Let’s start with why they should forgo the season:

  1. The baseball season is a marathon, which is part of the magic of the game. Whether its the current 162 games played in regular season, or the 154 games played in an earlier era, it is still a long road to the playoffs. Each game is itself a marathon, being played without a clock, and 162 of those clockless games are packed into 6 month regular season. The entire dynamic of the game is centered on this stable arrangement, like planets orbiting a star at the center of a solar system. Change those dynamics and chaos ensues. Planets fall inward to crash into the star, while other are flung out of the system entirely. We’ll see this in a 60 game season:
    • A 10 game win or loss streak can have a disproportional effect on the outcome of a season for a team.
    • Batting records will be skewed by the shortened season. Joe DiMaggio’s hitting streak went 56 games, which is 4 games shy of the entire new season.
    • Being hot and being in a slump take on new perspectives in a grossly shortened season. With “hot” hitters, we could conceivably see much higher batting averages from we are used to. It’s even conceivable that for a period of 60 games, a batter could hit .400. The opposite is true of batters in a slump.
    • If your teams wins the series in a 60 game season, is that something to celebrate? Or, like Houston’s dubious win a few years ago, it is something to be humiliated by?

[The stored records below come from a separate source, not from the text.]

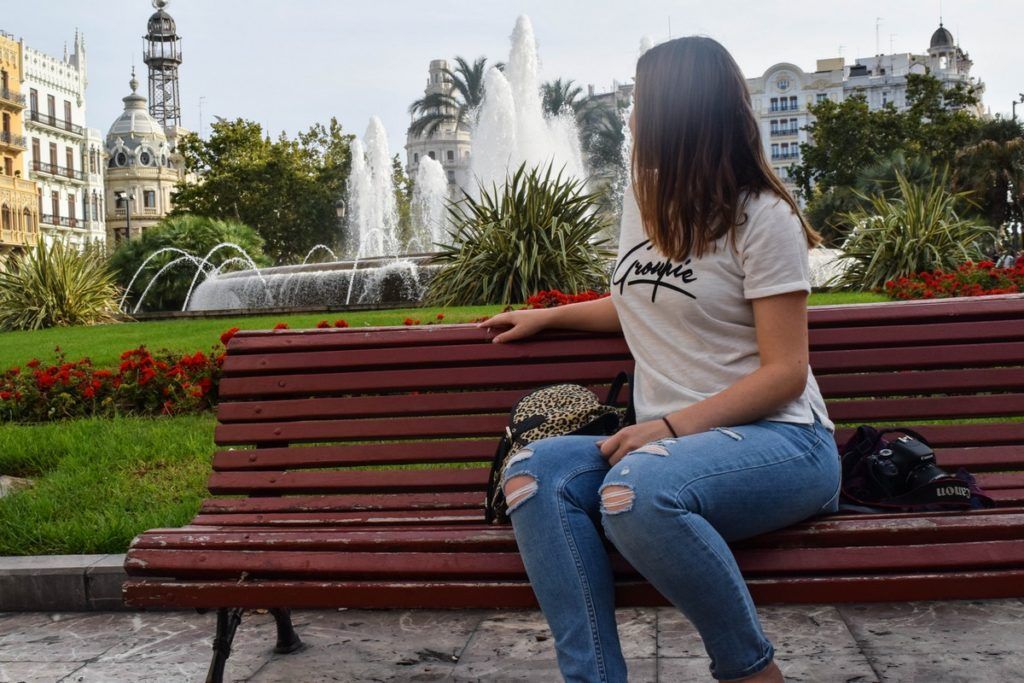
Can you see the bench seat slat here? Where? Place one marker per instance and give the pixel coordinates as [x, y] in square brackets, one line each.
[922, 382]
[833, 531]
[492, 425]
[429, 356]
[272, 563]
[511, 595]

  2. The entire 2020 record book will be one big asterisk. Meanwhile, I can’t imagine anyway really believes that the stats produced in a 60-game season will have any meaning or value in a record book where the average season length over 120 or so is between 154 and 162 games. If a player does finish the season at or about .400 in hitting, does that show up without a note in the almanacs? Is such a feat deserving of an batting title? Does it even make sense to award batting titles, Cy Young awards, Golden Gloves and the like in a 60 game season? With nearly every stat and achievement from a 60 game season questionable when compared with a season that has 2.7 times as many games, I can’t see the value of the record book for 2020. I imagine that sabermetricians will find ways of attempting to compare apples to apples, the way they do with “field effects” and different era comparisons, but still, really?

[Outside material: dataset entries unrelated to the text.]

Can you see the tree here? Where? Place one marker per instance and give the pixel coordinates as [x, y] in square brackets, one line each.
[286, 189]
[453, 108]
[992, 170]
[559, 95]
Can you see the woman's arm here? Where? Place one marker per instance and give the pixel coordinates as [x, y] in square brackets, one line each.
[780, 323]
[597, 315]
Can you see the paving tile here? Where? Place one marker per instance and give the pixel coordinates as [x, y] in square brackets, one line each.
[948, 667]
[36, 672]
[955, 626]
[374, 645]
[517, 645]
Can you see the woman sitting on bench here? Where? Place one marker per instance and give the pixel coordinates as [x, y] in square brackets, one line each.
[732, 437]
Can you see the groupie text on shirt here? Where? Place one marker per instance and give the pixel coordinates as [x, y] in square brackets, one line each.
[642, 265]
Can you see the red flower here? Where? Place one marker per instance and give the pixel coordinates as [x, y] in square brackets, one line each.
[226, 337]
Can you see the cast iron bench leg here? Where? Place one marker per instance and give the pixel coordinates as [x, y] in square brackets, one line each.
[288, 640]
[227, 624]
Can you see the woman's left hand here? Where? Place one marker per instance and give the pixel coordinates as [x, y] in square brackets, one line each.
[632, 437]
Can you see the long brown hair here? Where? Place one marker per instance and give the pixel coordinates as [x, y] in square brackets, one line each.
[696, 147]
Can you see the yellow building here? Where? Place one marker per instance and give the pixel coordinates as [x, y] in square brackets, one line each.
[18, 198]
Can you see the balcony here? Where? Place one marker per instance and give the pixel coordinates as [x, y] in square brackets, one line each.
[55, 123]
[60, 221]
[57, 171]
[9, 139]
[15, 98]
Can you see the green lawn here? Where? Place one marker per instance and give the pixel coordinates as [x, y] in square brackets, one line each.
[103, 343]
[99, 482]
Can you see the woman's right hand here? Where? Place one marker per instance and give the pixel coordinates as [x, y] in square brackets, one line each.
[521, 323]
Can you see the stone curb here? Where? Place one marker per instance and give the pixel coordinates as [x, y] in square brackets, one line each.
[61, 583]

  3. The draw of the season will be about the novelty not the game itself. I suspect there will be a fair amount of interest in the games played in 2020, but not for the games themselves, but the novelty of the situation. Managers can’t bump umpires–you have to keep your 6 feet of separation; batters hit by a pitch can’t charge the mound. But will they? The novelty of the situation will keep us watching more than the games themselves, which is a shame. Baseball is an elegant performance to watch, but we’ll miss the performance in lieu of the theater in which it will be played.

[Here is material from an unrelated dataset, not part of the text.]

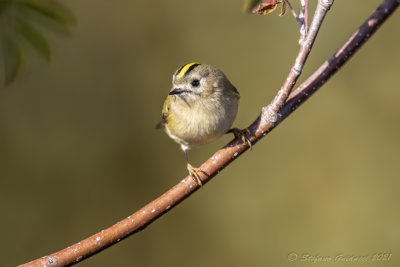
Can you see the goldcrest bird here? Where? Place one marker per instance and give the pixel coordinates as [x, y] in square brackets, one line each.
[200, 108]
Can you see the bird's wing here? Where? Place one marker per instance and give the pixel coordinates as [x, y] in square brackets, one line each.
[164, 113]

The reason that baseball won’t cancel the 2020 season? Come on, you already know the answer: money.

The real question for me is: will I watch any of the games? I don’t know. Late in the winter, I get this eager feeling in my belly. Spring is just around the corner, and I can smell baseball in the air. The first games of the season, when the air is often still chilled, are fun to watch. The players are easing back into things. Any one game doesn’t matter that much at that point. Now, the spring is behind us, and the players will start playing in the heat of summer. Each game will matter more than in a regular season. Indeed, each game will matter 2.7 times more than normal, and that will put pressure on the players and change the way they perform.

I suppose the real winner in all of this is the Houston Astros. Remember what happened in the offseason after Houston was caught cheating in the World Series? I can imagine Houston players were looking forward to road games, especially road games in Los Angeles. What they needed was a major distraction–and that is exactly what they got. What pitcher is going to make his displeasure known by throwing inside on an Astros batter, when getting tossed from a game means sacrificing 1 of the 10 or 11 starts you’ll get this season–assuming your aren’t suspended for hitting the batter?